The pathophysiology of arterial and venous thrombosis both follow the principles of Virchow’s Triad: alterations in flow, abnormal cell and molecular properties, and altered blood vessel walls [27]. The multifactorial pathogenesis of thrombosis in leukemia involves blast cells secreting prothrombotic tissue factor, cancer procoagulants, and cytokines. When combined with the release of growth factors, cytokines activate platelets [11]. These interactions are multiplied when chemotherapy induces massive cell death, which may explain why thrombosis can occur while leukemic patients are thrombocytopenic [22, 29]. According to one study, the majority (75%) of thrombotic events consist of deep vein thrombosis/pulmonary embolism, cardiac events, and cerebrovascular accidents, > 80% of which occur before or during induction chemotherapy [30]. High-risk patients who are taking chemotherapy have been a highlighted sub-population in recent studies who may benefit from routine thromboprophylaxis (https://www.nejm.org/doi/full/10.1056/NEJMoa1814630, https://www.nejm.org/doi/full/10.1056/NEJMoa1814468).
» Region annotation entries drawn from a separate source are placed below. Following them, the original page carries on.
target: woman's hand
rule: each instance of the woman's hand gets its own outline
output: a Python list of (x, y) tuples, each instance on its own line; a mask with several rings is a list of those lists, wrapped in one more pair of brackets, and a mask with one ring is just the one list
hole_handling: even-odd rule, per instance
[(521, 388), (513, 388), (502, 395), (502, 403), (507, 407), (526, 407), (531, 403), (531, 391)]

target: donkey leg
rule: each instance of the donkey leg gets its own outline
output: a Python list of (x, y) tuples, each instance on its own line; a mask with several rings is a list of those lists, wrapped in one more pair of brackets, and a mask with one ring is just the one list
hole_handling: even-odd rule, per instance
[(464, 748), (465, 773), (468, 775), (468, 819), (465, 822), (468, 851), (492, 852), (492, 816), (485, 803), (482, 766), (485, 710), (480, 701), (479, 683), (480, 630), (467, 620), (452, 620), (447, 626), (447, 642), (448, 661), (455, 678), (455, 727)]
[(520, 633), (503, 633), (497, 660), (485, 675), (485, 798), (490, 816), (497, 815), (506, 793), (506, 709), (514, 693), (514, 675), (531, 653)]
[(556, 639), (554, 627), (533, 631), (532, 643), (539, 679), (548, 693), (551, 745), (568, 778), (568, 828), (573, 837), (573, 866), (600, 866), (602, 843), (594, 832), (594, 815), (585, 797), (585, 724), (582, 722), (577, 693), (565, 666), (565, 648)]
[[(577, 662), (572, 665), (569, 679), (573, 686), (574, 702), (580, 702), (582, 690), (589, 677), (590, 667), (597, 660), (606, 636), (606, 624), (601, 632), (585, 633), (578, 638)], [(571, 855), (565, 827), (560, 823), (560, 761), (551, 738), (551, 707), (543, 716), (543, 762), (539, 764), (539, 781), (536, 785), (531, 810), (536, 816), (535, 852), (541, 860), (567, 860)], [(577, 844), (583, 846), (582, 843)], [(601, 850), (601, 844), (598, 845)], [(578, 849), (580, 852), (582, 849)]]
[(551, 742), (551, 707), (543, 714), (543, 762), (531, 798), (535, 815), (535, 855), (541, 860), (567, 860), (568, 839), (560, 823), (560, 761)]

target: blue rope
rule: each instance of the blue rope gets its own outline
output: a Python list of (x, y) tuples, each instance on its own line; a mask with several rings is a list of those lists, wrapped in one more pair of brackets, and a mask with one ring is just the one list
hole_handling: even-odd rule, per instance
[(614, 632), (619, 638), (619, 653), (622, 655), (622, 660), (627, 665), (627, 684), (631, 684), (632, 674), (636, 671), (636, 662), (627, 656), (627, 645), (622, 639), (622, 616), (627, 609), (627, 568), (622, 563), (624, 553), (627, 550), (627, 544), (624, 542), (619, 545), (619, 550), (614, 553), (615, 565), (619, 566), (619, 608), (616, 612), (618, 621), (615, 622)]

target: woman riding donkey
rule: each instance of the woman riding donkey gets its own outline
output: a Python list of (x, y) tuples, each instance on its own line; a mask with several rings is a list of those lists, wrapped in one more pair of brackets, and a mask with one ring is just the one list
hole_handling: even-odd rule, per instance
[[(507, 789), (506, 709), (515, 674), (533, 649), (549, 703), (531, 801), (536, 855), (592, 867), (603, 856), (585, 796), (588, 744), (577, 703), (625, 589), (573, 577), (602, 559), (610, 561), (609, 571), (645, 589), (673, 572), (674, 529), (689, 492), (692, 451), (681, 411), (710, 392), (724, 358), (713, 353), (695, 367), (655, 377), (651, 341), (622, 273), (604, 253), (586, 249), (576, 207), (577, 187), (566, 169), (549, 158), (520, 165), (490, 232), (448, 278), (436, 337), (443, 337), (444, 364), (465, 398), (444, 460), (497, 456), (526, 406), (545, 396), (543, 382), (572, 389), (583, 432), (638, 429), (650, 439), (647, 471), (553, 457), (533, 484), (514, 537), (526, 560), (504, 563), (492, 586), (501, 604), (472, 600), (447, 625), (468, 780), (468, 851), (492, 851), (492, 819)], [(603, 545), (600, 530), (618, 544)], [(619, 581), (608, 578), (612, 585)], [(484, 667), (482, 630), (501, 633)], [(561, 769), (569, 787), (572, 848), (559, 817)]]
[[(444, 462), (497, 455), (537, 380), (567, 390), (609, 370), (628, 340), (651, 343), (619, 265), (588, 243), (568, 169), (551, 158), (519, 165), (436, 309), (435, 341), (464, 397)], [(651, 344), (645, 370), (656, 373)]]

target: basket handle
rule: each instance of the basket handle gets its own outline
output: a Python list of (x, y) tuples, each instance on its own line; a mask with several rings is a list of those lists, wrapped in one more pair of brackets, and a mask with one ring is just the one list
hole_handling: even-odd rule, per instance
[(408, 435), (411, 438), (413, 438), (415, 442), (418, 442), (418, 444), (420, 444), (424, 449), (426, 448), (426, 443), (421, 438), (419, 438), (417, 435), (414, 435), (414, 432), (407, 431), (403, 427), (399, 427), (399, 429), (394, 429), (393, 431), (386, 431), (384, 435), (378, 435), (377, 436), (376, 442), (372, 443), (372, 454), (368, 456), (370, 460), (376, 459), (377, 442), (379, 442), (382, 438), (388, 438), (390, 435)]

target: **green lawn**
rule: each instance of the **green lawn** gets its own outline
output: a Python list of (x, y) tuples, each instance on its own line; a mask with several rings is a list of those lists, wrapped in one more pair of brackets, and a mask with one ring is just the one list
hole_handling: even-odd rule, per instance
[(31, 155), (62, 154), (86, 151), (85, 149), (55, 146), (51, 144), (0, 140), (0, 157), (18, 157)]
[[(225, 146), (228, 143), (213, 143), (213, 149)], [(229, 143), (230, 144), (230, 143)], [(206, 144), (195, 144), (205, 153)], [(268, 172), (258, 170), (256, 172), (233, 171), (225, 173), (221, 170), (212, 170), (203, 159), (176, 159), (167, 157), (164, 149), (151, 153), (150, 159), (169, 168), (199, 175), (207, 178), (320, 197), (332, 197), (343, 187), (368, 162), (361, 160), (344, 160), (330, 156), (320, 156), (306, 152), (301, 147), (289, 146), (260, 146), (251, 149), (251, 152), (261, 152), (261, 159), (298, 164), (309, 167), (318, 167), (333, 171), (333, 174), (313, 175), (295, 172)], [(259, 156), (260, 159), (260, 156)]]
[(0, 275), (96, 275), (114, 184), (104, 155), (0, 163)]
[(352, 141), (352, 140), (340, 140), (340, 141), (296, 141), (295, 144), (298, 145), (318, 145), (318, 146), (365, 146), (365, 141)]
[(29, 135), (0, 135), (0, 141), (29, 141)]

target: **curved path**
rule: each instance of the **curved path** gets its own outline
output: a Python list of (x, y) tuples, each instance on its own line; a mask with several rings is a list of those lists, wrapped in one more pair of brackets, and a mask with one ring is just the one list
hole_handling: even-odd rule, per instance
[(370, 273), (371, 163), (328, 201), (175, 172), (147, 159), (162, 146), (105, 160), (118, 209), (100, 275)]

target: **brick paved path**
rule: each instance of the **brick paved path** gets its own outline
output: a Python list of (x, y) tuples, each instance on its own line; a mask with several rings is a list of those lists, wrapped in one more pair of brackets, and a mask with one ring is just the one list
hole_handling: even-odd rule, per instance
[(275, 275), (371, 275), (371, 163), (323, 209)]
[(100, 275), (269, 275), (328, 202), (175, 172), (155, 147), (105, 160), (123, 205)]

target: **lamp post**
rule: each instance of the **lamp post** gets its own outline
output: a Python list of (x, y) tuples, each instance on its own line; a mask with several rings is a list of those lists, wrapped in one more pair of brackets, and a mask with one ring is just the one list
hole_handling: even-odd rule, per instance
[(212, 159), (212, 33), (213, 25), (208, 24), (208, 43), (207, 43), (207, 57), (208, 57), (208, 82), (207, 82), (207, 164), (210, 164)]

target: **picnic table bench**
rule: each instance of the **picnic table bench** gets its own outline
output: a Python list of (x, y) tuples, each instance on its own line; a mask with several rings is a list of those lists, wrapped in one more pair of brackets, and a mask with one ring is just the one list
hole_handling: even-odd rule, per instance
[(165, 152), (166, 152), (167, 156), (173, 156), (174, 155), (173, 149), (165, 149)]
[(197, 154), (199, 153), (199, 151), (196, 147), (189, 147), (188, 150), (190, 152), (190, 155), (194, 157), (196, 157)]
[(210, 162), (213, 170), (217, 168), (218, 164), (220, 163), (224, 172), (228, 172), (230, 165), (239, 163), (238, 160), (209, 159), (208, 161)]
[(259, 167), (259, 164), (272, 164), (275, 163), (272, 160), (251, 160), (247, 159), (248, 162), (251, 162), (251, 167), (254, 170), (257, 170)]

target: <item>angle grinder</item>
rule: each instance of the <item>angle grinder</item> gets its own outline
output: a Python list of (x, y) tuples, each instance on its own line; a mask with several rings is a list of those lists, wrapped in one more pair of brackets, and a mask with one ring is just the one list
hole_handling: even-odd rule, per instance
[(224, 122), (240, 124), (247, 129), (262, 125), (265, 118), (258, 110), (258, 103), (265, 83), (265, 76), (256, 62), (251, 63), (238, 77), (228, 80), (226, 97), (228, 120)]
In acute promyelocytic leukemia, several factors were related to a higher incidence of thrombosis: leukocytes > 10 × 109/L (9% vs 4%, P  < .01), M3-variant subtype (11% vs 4%, P = .02), fibrinogen < 170 mg/dl (7% vs 3%, P = .02), and hemoglobin > 10 g/dl (8% vs 4%, P = .03) [31]. In addition to previously known prognostic factors, independent risk factors for thrombosis also include increasing age and cytogenetic risk [32, 33]. Recently, disseminated intravascular coagulation was found to be significantly predictive of venous and arterial thrombosis, with thrombosis incidence being approximately 10% among patients who were treated with multiple rounds of chemotherapy [34]. Recent data suggest that malignant leukocytes mediate both disseminated intravascular coagulation and primary hyperfibrinolysis in acute promyelocytic leukemia [35]. Additionally, both hyperleukocytosis and platelet aggregation seem to contribute to arterial thrombosis in acute leukemia [36, 37]. Collectively, these results suggest that further studies are warranted to develop an optimal thrombosis risk-scoring system that reflects the unique clinical and pathogenic features of AML patients.

Although limited by its retrospective nature, this study involved the experience of a single institution from 2000 to 2018, during which time the institution used the same diagnostic and treatment protocols and maintained follow-up data in a large comprehensive database. A large group of trained personnel conducted the extensive chart review but any threats to data quality was mitigated by using a centralized, organized extraction tool via REDCap. Another limitation of this study was the lack of routine screening for thrombotic events. Only symptomatic events were included, which may have falsely decreased observed frequency rates.

Conclusions

Among AML patients with a KRS of 1 to 3, we found a higher incidence of thrombotic events; however, the difference between these groups was not statistically significant. The proportion of patients with a KRS ≥ 3 was relatively low, which is largely due to pancytopenia, a common presentation among AML patients. These results suggest that the development of a better thrombotic risk-scoring system is warranted for AML patients.